The Karnataka High Court has laid down guidelines for trial courts to follow, while recording statements of the accused under Section 313 of the CrPC.
Karnataka High Court (File Photo| EPS)
Karnataka High Court (File Photo| EPS)

BENGALURU: The Karnataka High Court has laid down guidelines for trial courts to follow, while recording statements of the accused under Section 313 of the CrPC.  Allowing the petition filed by Meenakshi and Thrinethra from Mysuru district, who have questioned the act of the Sessions Judge for refusing to record their statement and insisting that they answer in a single word -- “false” or “true”, Justice Sreenivas Harish Kumar set aside the statements of the accused recorded under Section 313 of the CrPC and directed the trial court to re-examine the accused under the said section, following the guidelines issued by him. 
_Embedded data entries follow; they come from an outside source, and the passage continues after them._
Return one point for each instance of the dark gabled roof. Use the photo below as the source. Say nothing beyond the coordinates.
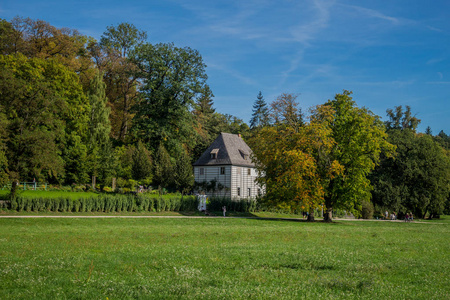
(231, 150)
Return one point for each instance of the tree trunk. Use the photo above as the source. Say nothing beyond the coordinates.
(328, 217)
(13, 189)
(310, 216)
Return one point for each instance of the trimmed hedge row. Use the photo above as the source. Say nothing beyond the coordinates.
(242, 205)
(128, 203)
(106, 203)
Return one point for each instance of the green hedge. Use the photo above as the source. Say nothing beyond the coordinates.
(241, 205)
(106, 203)
(129, 203)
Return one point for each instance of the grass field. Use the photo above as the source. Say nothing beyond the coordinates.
(214, 258)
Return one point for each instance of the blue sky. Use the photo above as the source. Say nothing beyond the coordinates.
(388, 53)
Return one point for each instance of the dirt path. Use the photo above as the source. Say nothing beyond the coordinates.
(205, 217)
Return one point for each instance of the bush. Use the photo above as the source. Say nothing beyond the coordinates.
(367, 210)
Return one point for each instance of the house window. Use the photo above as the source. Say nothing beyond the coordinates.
(213, 153)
The court directed the Registrar General of the High Court to circulate this order to all trial courts and the Karnataka Judicial Academy to prepare a model questionnaire and circulate it among all the trial courts for their guidance. Referring to the petitioners’ case, the court said, “The Sessions Judge has prepared two sets of questionnaires as there are two accused. But the questions in the two sets are almost common; they are lengthy; and the Sessions Judge has verbatim reproduced the evidence in examination-in-chief in the form of questions. The questions thus framed by the Sessions Judge do not serve the intendment of Section 313 
of the Code.”  

The court stated that recording of the accused’s statement is the stage where the latter gets an opportunity to explain an inculpatory evidence against him, and therefore, the questions must be framed in such a manner as he or she understands them, should be simple and specific to the evidence against the accused. A long string of questions couched in complex sentences must be avoided. Several distinct matters should not be rolled up, every question must cover a distinct incriminatory evidence.
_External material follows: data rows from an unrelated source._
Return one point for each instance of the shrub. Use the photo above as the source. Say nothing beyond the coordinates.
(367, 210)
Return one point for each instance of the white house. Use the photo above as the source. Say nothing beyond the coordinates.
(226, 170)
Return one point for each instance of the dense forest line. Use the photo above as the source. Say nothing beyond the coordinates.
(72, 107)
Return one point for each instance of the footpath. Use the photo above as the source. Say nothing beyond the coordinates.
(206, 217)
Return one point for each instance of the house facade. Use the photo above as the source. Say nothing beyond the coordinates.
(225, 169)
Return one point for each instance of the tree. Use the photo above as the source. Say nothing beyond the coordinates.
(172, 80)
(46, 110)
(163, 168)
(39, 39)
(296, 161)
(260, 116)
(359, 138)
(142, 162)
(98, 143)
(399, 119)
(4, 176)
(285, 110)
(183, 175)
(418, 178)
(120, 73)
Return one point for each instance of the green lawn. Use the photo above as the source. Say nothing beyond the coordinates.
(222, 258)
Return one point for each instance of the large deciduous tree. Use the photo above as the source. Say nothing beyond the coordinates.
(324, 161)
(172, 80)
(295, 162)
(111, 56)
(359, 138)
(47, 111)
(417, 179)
The court also said that the practice has been to prepare as many sets of questionnaires as the number of accused are. In all the sets, the same questions are repeated, but to show that every accused is questioned individually, the signature of only one accused is taken on each set of questionnaire. Preparing the questionnaires equal to number of accused is not the correct procedure and it is also a waste of time, the court added.